By Don Russ
Back in the 90’s I worked for a company that designed data radios that were used for telemetry and control on licensed narrowband radio frequencies. The latest product was a high-quality radio that had a DSP and microcontroller combo and was more stable and easier to produce than the previous generation because it was a single board and SMT. We got through the initial prototype and production run without all that much trouble but as the product started shipping in larger quantities there were reports from the field that every once in a while the radios would not respond to polls. The fix was to simply cycle the power. It was further observed that this issue occurred on power-up and power glitches. When the radio started working it continued working.

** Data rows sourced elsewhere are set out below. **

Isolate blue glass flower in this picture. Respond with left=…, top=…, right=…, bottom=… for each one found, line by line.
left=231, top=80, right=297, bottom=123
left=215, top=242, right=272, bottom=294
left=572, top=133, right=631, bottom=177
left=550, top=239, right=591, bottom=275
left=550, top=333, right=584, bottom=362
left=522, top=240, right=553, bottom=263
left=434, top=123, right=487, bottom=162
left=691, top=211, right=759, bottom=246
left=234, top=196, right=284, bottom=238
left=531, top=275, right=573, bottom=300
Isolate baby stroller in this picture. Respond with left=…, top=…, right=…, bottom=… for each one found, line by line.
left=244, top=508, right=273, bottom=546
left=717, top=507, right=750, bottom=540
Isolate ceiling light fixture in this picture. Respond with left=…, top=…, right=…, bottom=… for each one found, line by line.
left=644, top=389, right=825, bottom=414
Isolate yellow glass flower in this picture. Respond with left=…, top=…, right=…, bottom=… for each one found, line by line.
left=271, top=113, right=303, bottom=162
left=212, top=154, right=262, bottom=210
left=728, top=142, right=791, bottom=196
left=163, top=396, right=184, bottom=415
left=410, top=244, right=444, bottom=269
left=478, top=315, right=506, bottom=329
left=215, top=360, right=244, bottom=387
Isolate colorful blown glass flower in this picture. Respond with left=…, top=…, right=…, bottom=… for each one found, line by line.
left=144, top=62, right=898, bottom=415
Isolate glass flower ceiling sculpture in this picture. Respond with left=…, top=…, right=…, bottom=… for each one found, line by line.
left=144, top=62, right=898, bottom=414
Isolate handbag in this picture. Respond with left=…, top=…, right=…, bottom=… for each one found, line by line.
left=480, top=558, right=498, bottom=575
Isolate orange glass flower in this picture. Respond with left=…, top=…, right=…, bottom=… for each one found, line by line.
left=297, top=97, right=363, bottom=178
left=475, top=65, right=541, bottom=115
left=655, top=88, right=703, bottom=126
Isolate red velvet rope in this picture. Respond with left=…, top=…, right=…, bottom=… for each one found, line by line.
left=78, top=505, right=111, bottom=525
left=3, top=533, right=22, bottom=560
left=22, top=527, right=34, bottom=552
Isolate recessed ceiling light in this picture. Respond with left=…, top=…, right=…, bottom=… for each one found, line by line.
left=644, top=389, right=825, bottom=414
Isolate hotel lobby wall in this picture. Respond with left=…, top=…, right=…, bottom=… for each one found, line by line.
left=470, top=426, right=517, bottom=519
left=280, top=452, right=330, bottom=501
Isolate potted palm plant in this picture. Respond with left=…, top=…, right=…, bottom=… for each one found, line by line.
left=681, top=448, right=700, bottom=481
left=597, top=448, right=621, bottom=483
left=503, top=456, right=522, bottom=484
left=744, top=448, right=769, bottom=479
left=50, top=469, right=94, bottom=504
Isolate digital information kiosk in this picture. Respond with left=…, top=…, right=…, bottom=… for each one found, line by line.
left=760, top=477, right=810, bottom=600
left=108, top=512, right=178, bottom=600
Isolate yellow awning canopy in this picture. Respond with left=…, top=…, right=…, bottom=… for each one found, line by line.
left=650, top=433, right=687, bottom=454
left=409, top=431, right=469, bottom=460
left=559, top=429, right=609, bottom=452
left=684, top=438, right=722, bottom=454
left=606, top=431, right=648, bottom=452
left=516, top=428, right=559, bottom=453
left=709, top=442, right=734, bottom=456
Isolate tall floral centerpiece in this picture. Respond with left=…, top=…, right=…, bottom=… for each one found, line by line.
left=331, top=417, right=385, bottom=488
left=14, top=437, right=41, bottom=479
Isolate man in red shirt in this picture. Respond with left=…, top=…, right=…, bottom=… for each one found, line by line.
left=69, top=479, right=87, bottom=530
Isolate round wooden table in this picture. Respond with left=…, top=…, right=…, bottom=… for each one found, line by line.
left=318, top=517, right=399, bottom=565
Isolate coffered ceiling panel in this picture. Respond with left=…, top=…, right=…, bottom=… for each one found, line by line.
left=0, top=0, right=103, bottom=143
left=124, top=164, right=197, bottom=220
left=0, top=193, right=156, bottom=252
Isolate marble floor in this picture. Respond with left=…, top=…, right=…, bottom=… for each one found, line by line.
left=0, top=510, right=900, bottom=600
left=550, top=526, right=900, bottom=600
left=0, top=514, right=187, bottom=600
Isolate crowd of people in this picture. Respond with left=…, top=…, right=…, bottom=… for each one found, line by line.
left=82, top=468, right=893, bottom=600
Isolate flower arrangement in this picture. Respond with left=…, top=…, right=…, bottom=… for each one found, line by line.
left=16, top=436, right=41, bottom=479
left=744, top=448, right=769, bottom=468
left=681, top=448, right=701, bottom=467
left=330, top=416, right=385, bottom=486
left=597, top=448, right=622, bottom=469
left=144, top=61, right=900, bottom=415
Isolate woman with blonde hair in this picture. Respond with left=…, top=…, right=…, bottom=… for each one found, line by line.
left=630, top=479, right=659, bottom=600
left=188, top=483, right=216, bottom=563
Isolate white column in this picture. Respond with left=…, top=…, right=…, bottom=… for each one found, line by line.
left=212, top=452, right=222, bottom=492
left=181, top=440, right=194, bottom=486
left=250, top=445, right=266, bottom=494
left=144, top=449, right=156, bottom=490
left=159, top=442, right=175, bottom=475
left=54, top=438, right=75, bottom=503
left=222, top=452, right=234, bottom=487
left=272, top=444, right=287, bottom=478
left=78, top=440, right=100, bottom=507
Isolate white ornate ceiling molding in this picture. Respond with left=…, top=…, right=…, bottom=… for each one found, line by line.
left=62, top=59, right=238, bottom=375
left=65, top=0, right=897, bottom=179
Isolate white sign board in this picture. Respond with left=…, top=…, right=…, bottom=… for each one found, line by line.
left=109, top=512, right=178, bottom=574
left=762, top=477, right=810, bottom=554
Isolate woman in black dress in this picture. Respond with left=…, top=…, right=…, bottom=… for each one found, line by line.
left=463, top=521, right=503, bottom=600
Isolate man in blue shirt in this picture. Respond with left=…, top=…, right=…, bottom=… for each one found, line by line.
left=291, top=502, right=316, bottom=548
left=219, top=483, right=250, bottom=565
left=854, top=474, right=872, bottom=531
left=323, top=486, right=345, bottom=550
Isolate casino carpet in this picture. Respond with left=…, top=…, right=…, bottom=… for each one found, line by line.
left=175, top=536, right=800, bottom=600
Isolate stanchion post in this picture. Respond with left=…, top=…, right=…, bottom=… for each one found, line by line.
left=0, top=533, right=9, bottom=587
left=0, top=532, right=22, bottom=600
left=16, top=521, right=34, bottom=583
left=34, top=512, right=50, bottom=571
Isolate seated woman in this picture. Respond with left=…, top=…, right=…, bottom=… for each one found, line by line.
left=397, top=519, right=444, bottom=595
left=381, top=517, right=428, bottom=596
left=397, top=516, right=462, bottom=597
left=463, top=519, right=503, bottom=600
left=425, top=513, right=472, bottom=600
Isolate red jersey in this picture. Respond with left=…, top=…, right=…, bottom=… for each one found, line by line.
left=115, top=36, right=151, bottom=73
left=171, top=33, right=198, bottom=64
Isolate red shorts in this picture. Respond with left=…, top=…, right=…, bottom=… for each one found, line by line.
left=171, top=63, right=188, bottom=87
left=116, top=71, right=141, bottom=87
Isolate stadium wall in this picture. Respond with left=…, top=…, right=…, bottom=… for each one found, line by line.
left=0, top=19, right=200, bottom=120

We grabbed a dozen radios and set up a work area and started cycling power. The radios worked perfectly. After a week of off-and-on effort we caught a break - a tech on an alignment bench caught a radio exhibiting the issue. We used some software commands on the radio to do some diagnostics but in the process of troubleshooting the power got glitched and the radio started working. We grabbed the radio and brought it into the lab.
After several thousand power cycles the radio did not hang up. We got tired of torturing the poor radio and went back to work on other things but not before putting the word out to the people in production that if a radio EVER failed to receive immediately call in the engineering team.
It wasn’t more than half a day after the word went out that another radio was caught acting up. This time we were ready and carts full of equipment went out to take over the poor tech’s work area in the factory. This time we had a plan and we executed it. We quickly narrowed it down to the receiver’s 8 pin ADC because the SPI output was repeatedly putting out the same conversion value. No matter what went in, the same thing came out.
The VP of engineering assigned me to get to the bottom of the problem. I contacted the part’s vendor and they replied with the standard “It works for everyone else” and “It must be something you are doing.” They had no interest in helping out.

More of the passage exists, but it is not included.